The Sandwich Apéro is a use, not a recipe. The apéro, the drink before dinner, comes with small things to eat standing up, and this is the sandwich format built for that window: small, bite-sized, served several to a plate, and designed to be eaten in one or two bites with a glass in the other hand. There is no fixed filling. A round of toasted baguette under chèvre and a drop of honey. A square of pain de mie around rillettes and a half-cornichon. A finger of bread with a slice of dry-cured sausage and a cornichon. The defining trait is the scale and the occasion, not the ingredient.
The format exists because of how an apéro is eaten: no plate balanced on the knees, no knife and fork, no sitting down. That dictates the construction more than taste does.
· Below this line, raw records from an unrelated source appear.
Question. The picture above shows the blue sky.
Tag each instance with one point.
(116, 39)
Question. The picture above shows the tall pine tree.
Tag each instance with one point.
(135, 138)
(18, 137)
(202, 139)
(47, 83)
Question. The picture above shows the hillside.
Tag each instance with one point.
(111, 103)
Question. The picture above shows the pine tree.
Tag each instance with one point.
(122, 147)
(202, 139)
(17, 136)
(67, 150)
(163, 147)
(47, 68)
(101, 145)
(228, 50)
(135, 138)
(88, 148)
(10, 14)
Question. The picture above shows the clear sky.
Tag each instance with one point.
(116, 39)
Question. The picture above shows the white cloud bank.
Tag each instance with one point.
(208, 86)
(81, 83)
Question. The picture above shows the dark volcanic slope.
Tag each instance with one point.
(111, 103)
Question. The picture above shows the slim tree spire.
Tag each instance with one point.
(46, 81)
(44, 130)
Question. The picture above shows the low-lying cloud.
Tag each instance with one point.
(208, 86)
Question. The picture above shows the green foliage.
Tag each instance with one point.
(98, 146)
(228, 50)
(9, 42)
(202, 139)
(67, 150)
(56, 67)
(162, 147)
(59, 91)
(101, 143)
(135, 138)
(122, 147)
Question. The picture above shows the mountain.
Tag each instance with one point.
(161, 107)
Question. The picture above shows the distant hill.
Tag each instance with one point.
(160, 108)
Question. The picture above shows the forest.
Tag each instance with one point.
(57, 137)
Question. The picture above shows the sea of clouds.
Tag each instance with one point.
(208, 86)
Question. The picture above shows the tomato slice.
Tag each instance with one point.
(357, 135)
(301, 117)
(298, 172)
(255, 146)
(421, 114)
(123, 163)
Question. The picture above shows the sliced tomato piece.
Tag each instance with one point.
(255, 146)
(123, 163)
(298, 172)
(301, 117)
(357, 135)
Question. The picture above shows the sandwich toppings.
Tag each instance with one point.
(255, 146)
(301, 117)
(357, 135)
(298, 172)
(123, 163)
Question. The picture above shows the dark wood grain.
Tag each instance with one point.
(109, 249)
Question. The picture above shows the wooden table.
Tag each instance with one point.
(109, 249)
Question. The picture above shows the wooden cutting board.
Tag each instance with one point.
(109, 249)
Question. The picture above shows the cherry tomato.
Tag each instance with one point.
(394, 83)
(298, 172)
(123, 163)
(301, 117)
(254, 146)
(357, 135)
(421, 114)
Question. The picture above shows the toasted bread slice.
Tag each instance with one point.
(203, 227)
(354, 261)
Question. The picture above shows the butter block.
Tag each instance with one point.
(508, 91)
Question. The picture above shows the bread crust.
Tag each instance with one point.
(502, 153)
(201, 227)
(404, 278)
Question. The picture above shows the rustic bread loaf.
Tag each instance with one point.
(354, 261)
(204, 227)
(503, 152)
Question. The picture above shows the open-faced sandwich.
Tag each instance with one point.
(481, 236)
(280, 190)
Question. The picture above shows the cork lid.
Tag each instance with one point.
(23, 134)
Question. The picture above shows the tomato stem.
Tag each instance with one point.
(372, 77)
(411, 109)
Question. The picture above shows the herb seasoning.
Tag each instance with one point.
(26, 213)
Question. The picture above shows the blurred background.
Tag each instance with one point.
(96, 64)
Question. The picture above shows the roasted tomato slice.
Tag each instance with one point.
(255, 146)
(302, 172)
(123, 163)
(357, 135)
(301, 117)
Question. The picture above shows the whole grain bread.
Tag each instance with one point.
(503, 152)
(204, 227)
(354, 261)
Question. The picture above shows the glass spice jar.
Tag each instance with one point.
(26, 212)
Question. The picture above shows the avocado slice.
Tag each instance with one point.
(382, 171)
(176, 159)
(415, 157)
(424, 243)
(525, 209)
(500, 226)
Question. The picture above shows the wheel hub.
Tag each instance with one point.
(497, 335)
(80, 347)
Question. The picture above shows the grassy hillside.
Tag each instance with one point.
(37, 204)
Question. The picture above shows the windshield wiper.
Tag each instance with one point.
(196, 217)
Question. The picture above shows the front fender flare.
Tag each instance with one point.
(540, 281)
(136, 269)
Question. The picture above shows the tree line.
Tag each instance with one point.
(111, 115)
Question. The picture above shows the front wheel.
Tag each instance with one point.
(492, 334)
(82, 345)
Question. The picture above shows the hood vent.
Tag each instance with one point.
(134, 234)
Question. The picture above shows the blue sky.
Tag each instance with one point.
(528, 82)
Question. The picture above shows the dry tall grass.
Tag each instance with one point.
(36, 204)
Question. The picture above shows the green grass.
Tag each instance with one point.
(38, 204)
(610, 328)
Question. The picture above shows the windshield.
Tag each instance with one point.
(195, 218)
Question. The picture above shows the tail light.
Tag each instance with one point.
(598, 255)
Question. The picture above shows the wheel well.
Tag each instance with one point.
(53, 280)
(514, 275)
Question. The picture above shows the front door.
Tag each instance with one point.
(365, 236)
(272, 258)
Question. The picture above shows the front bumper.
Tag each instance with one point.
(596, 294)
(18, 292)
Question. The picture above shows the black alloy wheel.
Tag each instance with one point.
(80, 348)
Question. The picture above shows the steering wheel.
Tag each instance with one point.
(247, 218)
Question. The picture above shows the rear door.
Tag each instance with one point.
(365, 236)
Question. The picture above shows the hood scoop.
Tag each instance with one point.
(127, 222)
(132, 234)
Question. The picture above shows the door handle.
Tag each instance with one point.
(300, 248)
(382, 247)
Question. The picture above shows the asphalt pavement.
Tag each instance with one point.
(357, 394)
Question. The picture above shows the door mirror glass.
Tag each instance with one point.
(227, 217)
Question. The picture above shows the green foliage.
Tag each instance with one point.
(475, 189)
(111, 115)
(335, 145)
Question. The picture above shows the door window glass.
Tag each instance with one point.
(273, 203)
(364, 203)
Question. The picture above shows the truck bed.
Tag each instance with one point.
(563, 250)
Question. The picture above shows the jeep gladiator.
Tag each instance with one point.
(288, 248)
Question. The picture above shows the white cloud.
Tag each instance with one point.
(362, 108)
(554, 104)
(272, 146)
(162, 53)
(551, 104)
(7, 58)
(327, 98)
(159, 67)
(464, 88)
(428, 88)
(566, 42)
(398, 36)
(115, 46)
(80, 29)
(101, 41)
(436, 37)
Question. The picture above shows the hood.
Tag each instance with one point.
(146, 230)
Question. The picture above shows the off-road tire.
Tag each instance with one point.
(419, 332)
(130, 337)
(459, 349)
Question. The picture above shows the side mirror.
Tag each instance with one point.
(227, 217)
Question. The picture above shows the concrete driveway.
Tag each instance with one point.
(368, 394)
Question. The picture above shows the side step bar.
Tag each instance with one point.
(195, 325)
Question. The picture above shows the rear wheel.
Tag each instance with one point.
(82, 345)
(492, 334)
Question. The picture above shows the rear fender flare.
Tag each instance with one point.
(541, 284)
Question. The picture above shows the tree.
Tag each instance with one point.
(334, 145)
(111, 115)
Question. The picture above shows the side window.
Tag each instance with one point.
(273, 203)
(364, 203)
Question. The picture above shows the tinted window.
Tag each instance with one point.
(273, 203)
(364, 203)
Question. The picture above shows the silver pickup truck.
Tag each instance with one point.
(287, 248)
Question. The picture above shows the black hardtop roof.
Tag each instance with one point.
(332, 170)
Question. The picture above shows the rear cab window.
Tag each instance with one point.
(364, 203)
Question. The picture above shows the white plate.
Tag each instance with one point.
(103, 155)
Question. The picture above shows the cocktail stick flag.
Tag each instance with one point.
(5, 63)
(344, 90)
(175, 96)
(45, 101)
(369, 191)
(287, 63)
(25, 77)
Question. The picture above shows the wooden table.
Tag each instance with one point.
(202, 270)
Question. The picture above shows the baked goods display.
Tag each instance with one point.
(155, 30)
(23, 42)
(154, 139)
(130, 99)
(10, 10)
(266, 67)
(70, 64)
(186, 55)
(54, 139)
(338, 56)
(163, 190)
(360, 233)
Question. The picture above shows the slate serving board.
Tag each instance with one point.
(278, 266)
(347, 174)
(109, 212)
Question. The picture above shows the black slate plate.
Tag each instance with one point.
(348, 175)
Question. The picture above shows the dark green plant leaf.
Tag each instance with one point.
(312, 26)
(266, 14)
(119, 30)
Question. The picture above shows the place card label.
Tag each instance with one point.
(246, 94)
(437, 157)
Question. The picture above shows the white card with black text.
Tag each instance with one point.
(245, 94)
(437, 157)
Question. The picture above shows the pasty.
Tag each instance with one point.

Each piece has to be a single composed bite that holds together from the tray to the mouth, which is why the bread is sturdy enough to resist a wet topping, the fat is usually butter or a soft cheese rather than mayonnaise so it seals the crumb instead of soaking it, and the wet components are drained or applied last. One bright accent per piece is the rule: the honey on the chèvre, the cornichon against the rillettes, the acid that keeps a rich one-biter from going flat before the second one. The whole point is restraint at small scale, since there is no room to recover a bite that is out of balance.
Variations follow the season and what the table is drinking. A summer apéro leans on fresh cheese, raw vegetable, and a herb. A winter one reaches for rillettes, pâté, and cured sausage on toasted bread. A fancier table runs to smoked salmon or foie gras on a small round, the same logic scaled up in ingredient and held at the same one-bite size. Each keeps the format fixed and swaps what sits on top. The Sandwich Apéro sits with the occasion-driven builds the catalog gathers under Regional Specialty Sandwiches, the sandwiches defined by when and how they are eaten rather than by a recipe. Its specific contribution is the pre-dinner scale: the smallest the French sandwich gets while still being a sandwich, built to be eaten in one bite next to a drink.